Multimodal Large Language Models (MLLMs) are rapidly evolving, demonstrating impressive capabilities as multimodal assistants that interact with both humans and their environments. However, this increased sophistication introduces significant safety concerns. In this paper, we present the first evaluation and analysis of a novel safety challenge termed Multimodal Situational Safety, which explores how safety considerations vary based on the specific situation in which the user or agent is engaged. We argue that for an MLLM to respond safely, whether through language or action, it often needs to assess the safety implications of a language query within its corresponding visual context. To evaluate this capability, we develop the Multimodal Situational Safety benchmark (MSSBench) to assess the situational safety performance of current MLLMs.
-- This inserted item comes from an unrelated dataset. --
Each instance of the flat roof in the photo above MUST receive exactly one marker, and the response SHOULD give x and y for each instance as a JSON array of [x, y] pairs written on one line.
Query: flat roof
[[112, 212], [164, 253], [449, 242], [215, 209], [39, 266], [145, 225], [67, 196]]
The dataset comprises 1,820 language query-image pairs, half of which the image context is safe, and the other half is unsafe. We also develop an evaluation framework that analyzes key safety aspects, including explicit safety reasoning, visual understanding, and, crucially, situational safety reasoning. Our findings reveal that current MLLMs struggle with this nuanced safety problem in the instruction-following setting and struggle to tackle these situational safety challenges all at once, highlighting a key area for future research. Furthermore, we develop multi-agent pipelines to coordinately solve safety challenges, which shows consistent improvement in safety over the original MLLM response. Code and data: mssbench.github.io.